I missed having my grotesque little friend around in my own tower, but
I’ll admit that I slept better. I wasn’t exaggerating in the least in
my description of his snoring.
Life settled down in the Vale after that. We continued our studies of
the world around us and expanded our applications of our peculiar
talent.
I think it was one of the twins who discovered that it was possible for
us to communicate with each other by thought alone. It would have been
one-or both–of the twins, since they had been sharing their thoughts
since the day they were born. I do know that it was Beldin who
discovered the trick of assuming the forms of other creatures. The
main reason I can be so certain is that he startled several years’
growth out of me the first time he did it. A large hawk with a bright
band of blue feathers across its tail came soaring in, settled on my
window ledge, and blurred into Beldin.
“How about that?” he demanded.
“It works after all.”
I was drinking from a tankard at the time, and I dropped it and went
into an extended fit of choking while he pounded me on the back.
“What do you think you’re doing?” I demanded after I got my breath.
He shrugged.
“I was studying birds,” he explained.
“I thought it might be useful to look at the world from their
perspective for a while.
Flying’s not as easy as it looks. I almost killed myself when I threw
myself out of the tower window.”
“You idiot!”
“I MANAGED to get my wings working before I hit the ground. It’s sort
of like swimming. You never know if you can do it until you try.”
“What’s it like? Flying, I mean?”
“I couldn’t even begin to describe it, Belgarath,” he replied with a
look of wonder on his ugly face.
“You should try it. I wouldn’t recommend jumping out of any windows,
though. Sometimes you’re a little careless with details, and if you
don’t get the tail feathers right, you’ll break your beak.”
Beldin’s discovery came at a fortuitous time. It wasn’t very long
afterward that our Master sent us out from the Vale to see what the
rest of mankind had been up to. As closely as I can pinpoint it, it
seems to have been about fifteen hundred years since that snowy night
when I first met him.
Anyway, flying is a much faster way to travel than walking. Beldin
coached us all, and we were soon flapping around the Vale like a flock
of migrating ducks.
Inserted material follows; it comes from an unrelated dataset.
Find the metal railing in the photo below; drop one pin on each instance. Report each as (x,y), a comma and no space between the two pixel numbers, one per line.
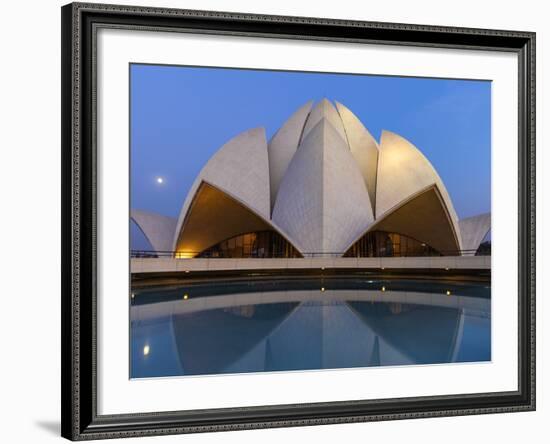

I’ll admit right at the outset that I don’t fly
very well.
Polgara’s made an issue of that from time to time. I think she holds
it in reserve for occasions when she doesn’t have anything else to carp
about.
Anyway, after Beldin taught us how to fly, we scattered to the winds
and went out to see what people were up to. With the exception of the
Ulgos, there wasn’t really anybody to the west of us, and I didn’t get
along too well with their new Gorim. The original one and I had been
close friends, but the latest one seemed just a bit taken with
himself.
So I flew east instead and dropped in on the Tolnedrans. They had
built a number of cities since the last time I had seen them. Some of
those cities were actually quite large, though their habit of using
logs for constructing walls and thatch for roofs made me just a little
wary of entering those free-standing firetraps. As you might expect,
the Tolnedran fascination with money hadn’t diminished in the fifteen
hundred years since I’d last seen them. If anything, they’d grown even
more acquisitive, and they seemed to spend a great deal of time
building roads. What is this thing with Tolnedrans and roads? They
were generally peaceful, however, since war’s bad for business, so I
flew on to visit the Marags.
The Marags were a strange people–as I’m sure our friend Reig has
discovered by now. Perhaps their peculiarities are the result of the
fact that there are many more women in their society than there are
men.
Their God, Mara, takes what is in my view an unwholesome interest in
fertility and reproduction. Their society is matriarchal, which is
unusual-although the Nyissans tend in that direction as well.